Dreamer Isioma: Critique de l’album Princess Forever

La rêveuse Isioma est toujours amoureuse, même en période de pur chaos. Dans leurs travaux passés, le natif de Chicago a dépeint les contours de l’amour queer via un magnifique mélange de dream pop, de rap feutré et de R&B fluide. Leur dernier disque, Princesse pour toujours, élargit leur gamme impressionnante, mêlant narration à enjeux élevés et esthétique afrofuturiste pour transmettre la joie et la turbulence de trouver l’amour parmi la décadence.

Alors que de nombreuses chansons sur Princesse pour toujours s’appuyant sur le doux R&B de leurs disques précédents, les morceaux les plus forts ici sont plus éclectiques, incorporant des éléments de disco, d’afrobeats et de rock indépendant. Le remarquable « Gimmie a Chance » fusionne harpe, synthés aérés et ligne de basse funky dans une chanson d’amour fluide et dansante sans effort. Ailleurs, sur « Touch Your Soul », l’artiste capture une connexion spirituelle si profonde que le contact physique devient inutile. Peu importe qui d’autre touche le corps de son amant, proclame Dreamer, « parce que je peux toucher ton âme ».

Princesse pour toujours présente la narration la plus cohérente de l’artiste à ce jour. Les paroles font des références presque constantes à la survie d’une apocalypse, alors que Dreamer raconte un monde en feu ou des personnes migrant pour vivre sur d’autres planètes. Selon Isioma, trouver l’intimité au milieu de ce chaos, c’est vivre des hauts et des bas ; il n’y a rien entre les deux. Dreamer écrit sur les thèmes récurrents de l’album – la vie parmi la décadence, l’amour au milieu de la pourriture – avec ferveur ; la passion ici distingue leur narration des versions précédentes. « Z’s Lullaby » décrit l’intensité du coup de foudre, tandis que dans le slow jam « Technicolor Love », la possession et l’adoration ne font qu’un : « She putain’ hates me but she’s mine », chante Isioma. Ce genre d’amour n’est pas facile, ni même particulièrement sain. C’est ardent, chaotique et dévorant, mais ils aspirent également à la stabilité d’un partenaire de vie. Quand tout autour de vous semble partir en fumée, ce genre de dévotion peut ressembler au salut.

Princesse pour toujours semble soutenir que l’antidote au lent poison de l’apocalypse réside dans l’afrofuturisme. L’une des promesses libératrices de l’afrofuturisme est que la fin du monde tel que nous le connaissons pourrait conduire à un monde meilleur pour les Noirs de toute la diaspora. Le paysage sonore intergalactique Isioma construit ici des gestes vers la liberté qui pourrait exister au-delà des royaumes terrestres.
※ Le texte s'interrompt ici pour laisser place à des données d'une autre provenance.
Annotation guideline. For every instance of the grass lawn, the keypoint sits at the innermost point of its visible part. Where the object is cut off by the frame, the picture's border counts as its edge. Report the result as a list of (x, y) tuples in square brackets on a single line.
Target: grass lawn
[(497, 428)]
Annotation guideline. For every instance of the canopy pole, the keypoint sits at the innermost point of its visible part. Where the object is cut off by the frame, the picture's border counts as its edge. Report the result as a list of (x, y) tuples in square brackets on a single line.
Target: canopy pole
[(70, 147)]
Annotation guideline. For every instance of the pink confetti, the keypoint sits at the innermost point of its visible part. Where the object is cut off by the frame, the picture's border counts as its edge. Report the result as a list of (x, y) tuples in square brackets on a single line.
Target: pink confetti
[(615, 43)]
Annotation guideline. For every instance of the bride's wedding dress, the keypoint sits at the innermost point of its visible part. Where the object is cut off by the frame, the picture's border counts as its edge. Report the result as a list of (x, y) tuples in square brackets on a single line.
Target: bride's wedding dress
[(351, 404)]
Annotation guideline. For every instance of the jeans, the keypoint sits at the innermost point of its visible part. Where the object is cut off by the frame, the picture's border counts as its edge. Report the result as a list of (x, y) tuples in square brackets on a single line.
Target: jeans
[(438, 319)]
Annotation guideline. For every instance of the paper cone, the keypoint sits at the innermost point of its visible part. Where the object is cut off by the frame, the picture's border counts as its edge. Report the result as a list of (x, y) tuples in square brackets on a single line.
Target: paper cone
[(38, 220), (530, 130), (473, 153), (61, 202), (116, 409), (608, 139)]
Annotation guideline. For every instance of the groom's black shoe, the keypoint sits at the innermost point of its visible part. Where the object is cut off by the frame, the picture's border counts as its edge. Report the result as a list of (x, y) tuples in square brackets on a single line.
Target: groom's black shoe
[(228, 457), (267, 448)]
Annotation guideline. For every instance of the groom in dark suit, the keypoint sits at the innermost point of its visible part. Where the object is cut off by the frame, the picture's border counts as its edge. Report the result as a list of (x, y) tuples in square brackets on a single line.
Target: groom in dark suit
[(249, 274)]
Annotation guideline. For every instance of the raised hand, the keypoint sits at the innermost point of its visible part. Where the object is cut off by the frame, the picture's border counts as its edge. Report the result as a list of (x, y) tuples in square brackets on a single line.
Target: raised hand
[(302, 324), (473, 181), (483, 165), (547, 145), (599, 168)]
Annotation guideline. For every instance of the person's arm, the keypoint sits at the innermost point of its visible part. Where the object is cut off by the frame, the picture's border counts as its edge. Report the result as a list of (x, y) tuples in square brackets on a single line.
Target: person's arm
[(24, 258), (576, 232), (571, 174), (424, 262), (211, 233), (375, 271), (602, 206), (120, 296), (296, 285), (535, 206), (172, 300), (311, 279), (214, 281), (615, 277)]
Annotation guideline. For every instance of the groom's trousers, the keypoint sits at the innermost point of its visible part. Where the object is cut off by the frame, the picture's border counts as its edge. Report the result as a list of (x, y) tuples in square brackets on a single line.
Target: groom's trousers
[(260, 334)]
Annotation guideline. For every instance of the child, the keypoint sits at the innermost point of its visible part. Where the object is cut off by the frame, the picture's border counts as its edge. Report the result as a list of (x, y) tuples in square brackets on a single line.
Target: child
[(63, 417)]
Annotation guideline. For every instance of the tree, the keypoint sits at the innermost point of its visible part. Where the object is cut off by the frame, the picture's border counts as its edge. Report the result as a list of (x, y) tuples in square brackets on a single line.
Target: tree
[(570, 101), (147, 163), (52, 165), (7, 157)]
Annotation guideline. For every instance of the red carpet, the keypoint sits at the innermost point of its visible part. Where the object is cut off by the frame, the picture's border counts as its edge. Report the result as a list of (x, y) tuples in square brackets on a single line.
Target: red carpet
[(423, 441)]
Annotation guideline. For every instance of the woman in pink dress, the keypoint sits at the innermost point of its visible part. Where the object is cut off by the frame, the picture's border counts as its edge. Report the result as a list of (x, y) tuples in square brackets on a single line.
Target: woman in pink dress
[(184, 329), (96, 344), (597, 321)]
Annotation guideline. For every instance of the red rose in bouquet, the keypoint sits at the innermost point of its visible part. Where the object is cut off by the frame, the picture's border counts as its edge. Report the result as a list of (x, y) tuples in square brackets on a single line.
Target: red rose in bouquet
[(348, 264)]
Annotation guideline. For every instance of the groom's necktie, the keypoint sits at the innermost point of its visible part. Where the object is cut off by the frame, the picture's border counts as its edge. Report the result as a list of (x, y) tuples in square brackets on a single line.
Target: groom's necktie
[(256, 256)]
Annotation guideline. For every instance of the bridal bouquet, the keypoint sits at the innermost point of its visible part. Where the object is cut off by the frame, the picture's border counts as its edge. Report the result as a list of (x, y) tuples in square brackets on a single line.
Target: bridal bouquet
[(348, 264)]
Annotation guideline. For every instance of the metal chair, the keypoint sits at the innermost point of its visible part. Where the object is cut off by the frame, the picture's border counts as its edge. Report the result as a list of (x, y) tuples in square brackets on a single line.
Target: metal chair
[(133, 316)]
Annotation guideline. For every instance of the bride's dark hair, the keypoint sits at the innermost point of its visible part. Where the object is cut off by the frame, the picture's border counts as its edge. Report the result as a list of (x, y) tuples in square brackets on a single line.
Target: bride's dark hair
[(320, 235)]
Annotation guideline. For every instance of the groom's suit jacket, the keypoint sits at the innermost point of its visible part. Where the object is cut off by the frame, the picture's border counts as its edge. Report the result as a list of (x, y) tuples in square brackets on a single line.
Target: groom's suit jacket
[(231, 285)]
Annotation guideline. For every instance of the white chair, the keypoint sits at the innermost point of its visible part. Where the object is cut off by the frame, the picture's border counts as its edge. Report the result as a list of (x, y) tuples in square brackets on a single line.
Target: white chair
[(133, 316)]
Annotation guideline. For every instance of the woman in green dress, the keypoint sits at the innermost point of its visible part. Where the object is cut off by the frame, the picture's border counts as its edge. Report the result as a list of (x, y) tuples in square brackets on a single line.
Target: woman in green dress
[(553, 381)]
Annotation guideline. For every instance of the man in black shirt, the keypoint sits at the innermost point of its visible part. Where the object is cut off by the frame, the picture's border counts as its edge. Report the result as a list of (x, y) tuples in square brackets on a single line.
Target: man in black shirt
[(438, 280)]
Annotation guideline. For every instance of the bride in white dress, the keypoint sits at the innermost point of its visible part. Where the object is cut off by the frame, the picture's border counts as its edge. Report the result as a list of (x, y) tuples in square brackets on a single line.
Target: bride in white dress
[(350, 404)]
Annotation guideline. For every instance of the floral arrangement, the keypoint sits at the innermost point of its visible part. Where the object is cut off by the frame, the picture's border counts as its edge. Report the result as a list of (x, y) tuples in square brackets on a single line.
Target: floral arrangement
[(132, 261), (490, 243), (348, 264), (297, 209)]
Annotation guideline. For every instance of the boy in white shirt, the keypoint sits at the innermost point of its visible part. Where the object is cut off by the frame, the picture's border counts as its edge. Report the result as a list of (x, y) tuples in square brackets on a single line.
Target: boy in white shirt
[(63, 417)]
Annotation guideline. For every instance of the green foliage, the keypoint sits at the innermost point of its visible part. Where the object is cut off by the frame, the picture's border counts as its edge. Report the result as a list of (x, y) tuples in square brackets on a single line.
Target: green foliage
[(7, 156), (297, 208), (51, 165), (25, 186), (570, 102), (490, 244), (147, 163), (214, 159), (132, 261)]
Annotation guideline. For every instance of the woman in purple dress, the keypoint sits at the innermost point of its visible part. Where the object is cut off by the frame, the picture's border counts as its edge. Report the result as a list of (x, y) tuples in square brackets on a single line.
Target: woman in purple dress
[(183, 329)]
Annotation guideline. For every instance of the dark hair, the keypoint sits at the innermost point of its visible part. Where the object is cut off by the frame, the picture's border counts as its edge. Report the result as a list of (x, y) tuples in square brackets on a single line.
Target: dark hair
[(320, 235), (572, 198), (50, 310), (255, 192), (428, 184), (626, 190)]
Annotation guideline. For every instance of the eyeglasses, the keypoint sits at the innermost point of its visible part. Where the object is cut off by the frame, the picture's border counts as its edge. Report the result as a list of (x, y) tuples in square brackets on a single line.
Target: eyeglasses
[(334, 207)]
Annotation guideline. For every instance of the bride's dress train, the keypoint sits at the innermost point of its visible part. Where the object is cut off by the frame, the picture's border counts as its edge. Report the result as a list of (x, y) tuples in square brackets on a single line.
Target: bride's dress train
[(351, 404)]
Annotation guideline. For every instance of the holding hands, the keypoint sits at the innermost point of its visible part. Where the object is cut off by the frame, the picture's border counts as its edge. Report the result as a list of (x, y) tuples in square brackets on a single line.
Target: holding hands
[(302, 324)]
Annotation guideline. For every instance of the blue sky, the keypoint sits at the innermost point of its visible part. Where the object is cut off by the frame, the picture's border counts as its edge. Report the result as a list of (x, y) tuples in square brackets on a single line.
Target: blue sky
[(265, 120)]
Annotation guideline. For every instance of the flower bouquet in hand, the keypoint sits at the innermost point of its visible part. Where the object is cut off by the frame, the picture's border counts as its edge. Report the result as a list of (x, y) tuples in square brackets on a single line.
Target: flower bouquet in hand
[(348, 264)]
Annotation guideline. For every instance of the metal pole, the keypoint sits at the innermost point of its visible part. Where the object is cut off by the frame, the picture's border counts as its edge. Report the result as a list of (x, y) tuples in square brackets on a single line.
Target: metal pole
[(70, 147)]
Plutôt que d’encadrer le voyage pour trouver cette autonomie comme une simple voie d’évacuation, Isioma suggère qu’elle pourrait conduire à un avenir émancipateur. « Dire fuck the world m’apporte la paix intérieure / Tout va exploser de toute façon / Nous allons tous flotter dans l’espace », proclament-ils sur « Fuck Tha World ». Lorsque ce monde se terminera, un monde plus brillant pourrait émerger.

Mais Princesse pour toujours montre une croissance immense, la narration de Dreamer est plus mémorable que certains des rythmes ici. La production de « Fuck Tha World » et de « Technicolor Love » est presque impossible à distinguer l’une de l’autre, une anomalie sur un disque qui n’a par ailleurs pas peur de l’expérimentation. Et bien qu’une grande partie du lyrisme afrofuturiste de Dreamer soit innovant et intentionnel, les motifs célestes peuvent parfois sembler monotones et répétitifs.

Une grande partie de l’art afrofuturiste traite de circonstances de vie ou de mort : les gens se battent pour leur survie, pour des droits inaliénables, pour l’abolition du racisme et du colonialisme. Mais Princesse pour toujours brille le plus dans sa célébration des petits moments – dans son insistance sur le fait qu’un combat pour un nouvel ordre mondial est aussi un combat pour plus de plaisir, plus de romance et plus de paix. « Ils disent que le monde est en feu/J’appelle ça une vie sur Mars/Quand nos mondes entrent en collision/Tout ce que je vois, ce sont des étoiles qui vont à la vitesse de la lumière », chante l’artiste sur « Starz ». Dans ces éclairs, Isioma nous rappelle que des cendres d’un monde condamné, l’étincelle d’un nouvel amour peut naître.